Орн покачал головой.
– Нет.
– Вот и я так подумал, – сказал Стетсон.
– А у Марака какое кодовое имя? – спросил Орн.
– Голова. Может, это как-то связано с Буллоном?
– Ясно. Но тогда как…
– Они наверняка уже все равно их поменяли, – сказал Стетсон.
– Необязательно. Шифровальную систему ведь не поменяли. – Орн тряхнул головой, пытаясь ухватить мысль, которая мерцала где-то рядом, прямо за чертой сознания, но она не давалась. Он вдруг ощутил, что совсем обессилел от напряжения, с которым слушал осторожный рассказ Стетсона о заговоре.
– Ты прав, – пробормотал Стетсон. – Тогда мы продолжим ими заниматься. Может, что-нибудь и всплывет.
– Какие у вас есть зацепки? – спросил Орн. Он был уверен, что Стетсон еще не раскрыл какую-то критически важную деталь.
– Зацепки? Мы зарылись в книжки по истории. Если им верить, натийцы были виртуозами политических игр.

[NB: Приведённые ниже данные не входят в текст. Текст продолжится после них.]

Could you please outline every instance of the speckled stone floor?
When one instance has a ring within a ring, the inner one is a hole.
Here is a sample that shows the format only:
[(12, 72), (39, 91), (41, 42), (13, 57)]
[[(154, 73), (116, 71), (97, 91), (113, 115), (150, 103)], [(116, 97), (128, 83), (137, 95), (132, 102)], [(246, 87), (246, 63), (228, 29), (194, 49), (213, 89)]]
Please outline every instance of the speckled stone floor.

Записи с Даби сообщили нам пару-тройку фактов – как раз достаточно, чтобы раздразнить и сбить с толку.
– Например?
– Натийцы выбирали, куда внедрить своих подсадных беженцев, дьявольски тщательно. Каждая из этих планет была настолько истерзана войнами, что местные жители просто хотели восстановиться и забыть о насилии. Указания, данные натийским семьям, были предельно ясны – окопаться, впитать приемную культуру, разработать политические слабые места, создать подпольную организацию, подготовить своих потомков к захвату власти.
– Эти натийцы, похоже, необычайно терпеливый народ.

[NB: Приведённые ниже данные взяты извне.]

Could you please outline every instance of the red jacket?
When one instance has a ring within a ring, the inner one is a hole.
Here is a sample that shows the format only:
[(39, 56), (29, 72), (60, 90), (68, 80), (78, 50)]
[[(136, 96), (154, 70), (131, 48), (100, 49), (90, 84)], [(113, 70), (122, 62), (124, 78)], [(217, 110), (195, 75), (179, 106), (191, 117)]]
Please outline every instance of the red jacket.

– С какой стороны ни посмотри. Они взялись подкапывать изнутри, чтобы обернуть поражение в победу.
– Напомни-ка мне, что у них за история, – сказал Орн.
– Первая волна людей прибыла с Натии II. В их собственной мифологии они зовутся арбами или эирбами. У них диковинные обычаи – кочуют по космосу, но отличаются сильным чувством семьи и верностью своему народу. По характеру мрачны и очень переменчивы, если верить текстам. Почитай учебник истории седьмого класса, и будешь знать почти столько же, сколько я.

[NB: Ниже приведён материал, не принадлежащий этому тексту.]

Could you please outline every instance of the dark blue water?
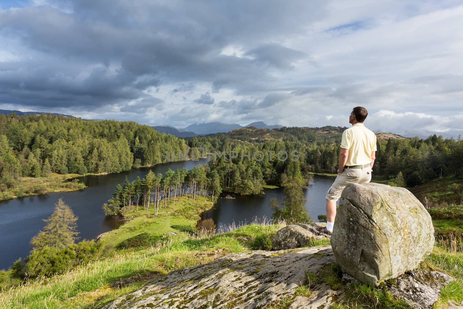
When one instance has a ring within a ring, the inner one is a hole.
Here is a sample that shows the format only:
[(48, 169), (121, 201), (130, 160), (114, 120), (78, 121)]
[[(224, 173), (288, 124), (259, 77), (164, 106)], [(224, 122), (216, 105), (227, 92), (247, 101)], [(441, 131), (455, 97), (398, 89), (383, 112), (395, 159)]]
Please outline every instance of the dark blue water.
[[(308, 188), (304, 190), (307, 202), (306, 208), (309, 215), (315, 221), (319, 214), (326, 214), (326, 191), (333, 183), (334, 179), (314, 178), (309, 183)], [(270, 200), (275, 198), (281, 205), (285, 194), (282, 188), (268, 189), (262, 194), (252, 195), (230, 195), (235, 198), (219, 198), (214, 207), (201, 215), (201, 219), (212, 218), (219, 229), (226, 230), (233, 224), (236, 225), (252, 222), (257, 218), (262, 220), (265, 217), (271, 219), (272, 210), (269, 206)]]
[[(55, 203), (62, 198), (79, 217), (77, 229), (81, 240), (92, 239), (98, 235), (119, 227), (124, 221), (117, 216), (106, 216), (101, 206), (109, 199), (118, 183), (122, 184), (127, 176), (132, 181), (143, 178), (150, 170), (155, 174), (164, 174), (185, 167), (191, 170), (206, 163), (208, 159), (180, 161), (157, 164), (118, 174), (79, 177), (88, 188), (70, 192), (57, 192), (0, 202), (0, 269), (11, 266), (19, 258), (25, 258), (31, 249), (29, 242), (45, 225), (43, 219), (53, 212)], [(308, 200), (306, 207), (312, 219), (326, 213), (325, 194), (333, 180), (314, 178), (304, 190)], [(234, 195), (234, 199), (220, 198), (211, 210), (202, 214), (203, 219), (212, 218), (218, 226), (227, 227), (235, 222), (251, 222), (254, 218), (271, 218), (270, 199), (275, 197), (281, 203), (284, 193), (281, 188), (267, 190), (265, 194), (254, 195)]]
[(31, 239), (45, 226), (43, 219), (51, 214), (58, 199), (63, 198), (79, 217), (77, 230), (81, 240), (92, 239), (123, 223), (117, 216), (105, 215), (101, 206), (111, 197), (116, 185), (123, 184), (126, 176), (132, 181), (137, 176), (143, 178), (150, 170), (163, 174), (169, 168), (191, 170), (208, 160), (170, 162), (118, 174), (80, 177), (80, 181), (88, 188), (0, 202), (0, 269), (7, 268), (19, 258), (29, 255)]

– На Чаргоне, – сказал Орн, – наши учебники называли натийцев «одной из фракций, участвовавших в Рубежных войнах». У меня сложилось впечатление, что они виноваты не больше и не меньше, чем маракская лига.
– Кое-где такое заявление могут посчитать крамольным.
– А ты считаешь?
– Историю всегда пишут победители.
– Пожалуй, только не на Чаргоне, – сказал Орн. – А почему вы вцепились в беднягу Верховного комиссара? И раз уж мы про это заговорили, почему ты выдаешь информацию такими крохами, будто скряга – содержание зятю-кутиле?
Стетсон облизнул губы.
– Одна из семи дочерей твоего бедняги в данный момент находится дома. Ее зовут Диана. Она возглавляет полевую команду оперативниц КИ.
– Кажется, я про нее слышал, – сказал Орн. – Вроде бы миссис Буллон упоминала, что она сейчас дома.
– В общем… одно из натийских шифрованных посланий было адресовано ей.
– Ну и ну! – изумленно выдохнул Орн. – А кто его отправил? Что там говорилось?
Стетсон кашлянул.
– Знаешь, Лью, мы все перепроверяем по базам.
– Еще что нового расскажешь?
– Сообщение было написано от руки и подписано МОС.
Наконец, не дождавшись продолжения, Орн спросил:
– И вы знаете кто это – МОС?
– Наша проверка выдала нам один результат на «МОС» в стандартной переписке с родственными контактами. Мы проверили оригинал. Почерк совпадает. Имя – Мадрена Орн Стэндиш.
Орн замер.
– Мадди? – Он медленно повернулся к Стетсону. – Так вот что тебя гложет.
– Мы знаем наверняка, что ты не бывал дома с семнадцати лет, – сказал Стетсон. – У нас есть сведения о каждом значимом отрезке твоей жизни. Мы уверены, что твоя совесть чиста. Вопрос в том…
– Позволь мне, – перебил Орн. – Вопрос в том, сдам ли я собственную сестру, если до этого дойдет?
Стетсон, не отвечая, внимательно смотрел на него, и Орн заметил, что тот прятался теперь за маской старшего офицера КИ. Одна рука его лежала в кармане формы. Что скрывалось в этом кармане? Передатчик? Оружие?
– Понятно, – сказал Орн. – Я помню присягу и знаю свой долг: моя работа – следить, чтобы у нас не случилось новой заварухи, подобной Рубежным войнам. Но Мадди точно замешана?